What is puff pastry?
The classic puff pastry, or pâte feuilletée, is a laminated dough made with:
- Détrempe (flour dough)
- Beurrage (butter block)
- Pâton (the dough package formed by combining the two)
Unlike croissants or Danish pastries, puff pastry has no yeast. All the rise comes from steam created when butter melts between thin dough layers. The result? Buttery, crisp, golden pastry with hundreds of flakes.
You can use puff pastries to make turnovers, breakfast fruit tarts, Danishes, Galettes, mille feuille, braided pastries, and meat patties.
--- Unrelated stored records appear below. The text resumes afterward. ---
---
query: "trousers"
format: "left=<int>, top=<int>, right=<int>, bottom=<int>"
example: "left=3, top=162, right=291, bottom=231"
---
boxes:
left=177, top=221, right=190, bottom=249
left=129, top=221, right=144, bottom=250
Why you’ll love this recipe?
- Classic method made simple – step-by-step photos and video guide you through the intimidating parts.
- Beginner-friendly – clear instructions and pro tips make this accessible even if it’s your first laminated dough.
- Better than store-bought – buttery, flaky, golden layers that melt in your mouth.
- Versatile – use it for both sweet pastries (apple tart, palmiers, fruit braids) and savory bakes (meat pies, turnovers, pot pie).
- Freezer-friendly – make ahead, freeze, and always have puff pastry ready.

Traditional method timeline
Making puff pastry is easy but time-consuming because of the chilling between folds.
- Make dough (5–7 mins)
- Make butter block (5–7 mins)
- Chill both (30 mins)
- Combine dough + butter (10 mins)
- Six folds/turns with chilling (90 mins)
- Final chill (60 mins)
👉 Total: ~230 mins (180 mins inactive chilling, only 50 mins active work).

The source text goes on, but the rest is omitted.